Nature’s very own firework display: Your guide to watching the Perseid meteor shower

Credit: PA Wire

By Jamie Roberton: ITV News

The stunning Perseid meteor shower will reach its peak on Tuesday night, as stargazers prepare to watch hundreds of bright streaks of light shoot across the sky.

The shower can produce more than 100 meteors per hour, so here are some tips to ensure you get the best view of the phenomenon.

What is it?

Meteors are bright streaks of light which shoot across the sky at incredible speeds, and the "shooting stars" can potentially turn into bright fireballs.

"The Perseid meteor shower is essentially little bits of cometary debris entering our atmosphere at high speed and flaring up producing bright streaks across the sky," Dr Radmila Topalovic, Astronomer at the Royal Observatory Greenwich, told ITV News.

The annual display is caused by debris from Comet Swift-Tuttle, which orbits around the Sun once every 133 years.

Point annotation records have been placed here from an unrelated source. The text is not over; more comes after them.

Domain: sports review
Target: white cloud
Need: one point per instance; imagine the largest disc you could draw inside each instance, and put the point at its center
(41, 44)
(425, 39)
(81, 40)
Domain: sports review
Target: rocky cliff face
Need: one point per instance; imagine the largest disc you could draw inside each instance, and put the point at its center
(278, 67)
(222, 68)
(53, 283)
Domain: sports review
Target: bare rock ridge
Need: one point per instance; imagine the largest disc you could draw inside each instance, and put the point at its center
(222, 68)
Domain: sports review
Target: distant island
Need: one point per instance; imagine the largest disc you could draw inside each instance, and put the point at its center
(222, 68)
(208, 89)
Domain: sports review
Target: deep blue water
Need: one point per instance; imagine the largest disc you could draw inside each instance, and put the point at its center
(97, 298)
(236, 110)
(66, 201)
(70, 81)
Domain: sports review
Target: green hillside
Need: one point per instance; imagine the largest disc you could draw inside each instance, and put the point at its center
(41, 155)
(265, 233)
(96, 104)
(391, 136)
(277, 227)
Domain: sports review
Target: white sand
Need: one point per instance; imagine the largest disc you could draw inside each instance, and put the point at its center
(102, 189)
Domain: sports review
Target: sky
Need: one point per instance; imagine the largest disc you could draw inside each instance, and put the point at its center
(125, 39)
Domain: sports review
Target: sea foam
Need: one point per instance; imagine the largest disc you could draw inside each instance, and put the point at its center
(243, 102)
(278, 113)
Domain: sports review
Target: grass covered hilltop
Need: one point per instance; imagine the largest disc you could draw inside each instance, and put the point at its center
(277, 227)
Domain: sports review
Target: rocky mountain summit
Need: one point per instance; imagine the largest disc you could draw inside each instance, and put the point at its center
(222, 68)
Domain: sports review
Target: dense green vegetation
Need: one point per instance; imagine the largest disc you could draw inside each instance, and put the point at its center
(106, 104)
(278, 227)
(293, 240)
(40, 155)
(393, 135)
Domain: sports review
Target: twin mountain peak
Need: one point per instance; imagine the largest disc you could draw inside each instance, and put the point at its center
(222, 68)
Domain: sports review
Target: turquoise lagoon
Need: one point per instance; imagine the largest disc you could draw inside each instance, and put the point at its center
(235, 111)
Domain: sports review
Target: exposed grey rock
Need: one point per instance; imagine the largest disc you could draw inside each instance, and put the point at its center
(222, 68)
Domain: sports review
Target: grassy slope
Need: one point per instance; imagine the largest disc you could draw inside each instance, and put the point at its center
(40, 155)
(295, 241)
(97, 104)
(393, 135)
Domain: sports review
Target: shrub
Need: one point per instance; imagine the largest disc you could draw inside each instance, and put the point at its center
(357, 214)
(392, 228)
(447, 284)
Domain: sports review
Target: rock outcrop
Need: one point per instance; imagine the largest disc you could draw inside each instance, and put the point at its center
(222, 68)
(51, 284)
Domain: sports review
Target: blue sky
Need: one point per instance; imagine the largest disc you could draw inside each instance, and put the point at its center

Parts of Leytonstone, east London witnessed 'shooting stars' last year. Credit: PA Wire

How good are this year's showers expected to be?

The effect of the "supermoon" could impact on this year's view, Dr Topalovic warns.

"This year there will be a bright waning gibbous moon in the sky at the same time as the shower which means it will be more difficult to catch the fainter meteors."

A shooting star seen from West Sussex. Credit: Paul Williams/@pcwilliams

When is the best time to watch?

The very early hours of the morning just before sunrise are the best time to catch the meteors, according to Dr Topalovic.

"Allow about 20 minutes for your eyes to properly adapt to the dark and then keep scanning the eastern sky."

This image was produced from 141 long-exposed photographs in Wales last year. Credit: Mike Davies

Do I need a telescope or binoculars?

No - just your eyes are needed to see the spectacular sights.

A view of Stonehenge during the annual Perseid meteor shower last year. Credit: Reuters

Be patient!

It can take a few minutes before a shooting star appears so don't look away!

You do not have to look in a particular direction; astronomers say the most important thing is to scan the whole sky for as long as possible.

Last year's meteor shower in Suffolk. Credit: ITV Meridian/Anthony Puttock

Where are the best places to watch the shower?

"The best place to see the shower is in the countryside away from city lights and smog with a clear view of the eastern horizon," the astronomer said.

"The meteors will appear to come from the constellation of Perseus which will be in that part of the sky."

The Met Office told ITV News that cloud is likely to affect visibility in most parts across the UK, but stargazers in southern England will gain the best view.

  • Bournemouth

  • Portsmouth

  • East Anglian coast

Londoners will be able to catch a glimpse of the phenomenon, but light pollution and the effects of the so-called "Supermoon" will impact on views.

A meteor is seen in Wiltshire during the Perseids meteor shower in 2013. Credit: PA Wire

What else might I need?

"The weather forecast looks clear tonight but a little chilly so take a blanket and flask of tea and dress up warmly," the astronomer advised.

"Also a deck chair will allow you to watch nature’s very own firework display in comfort!"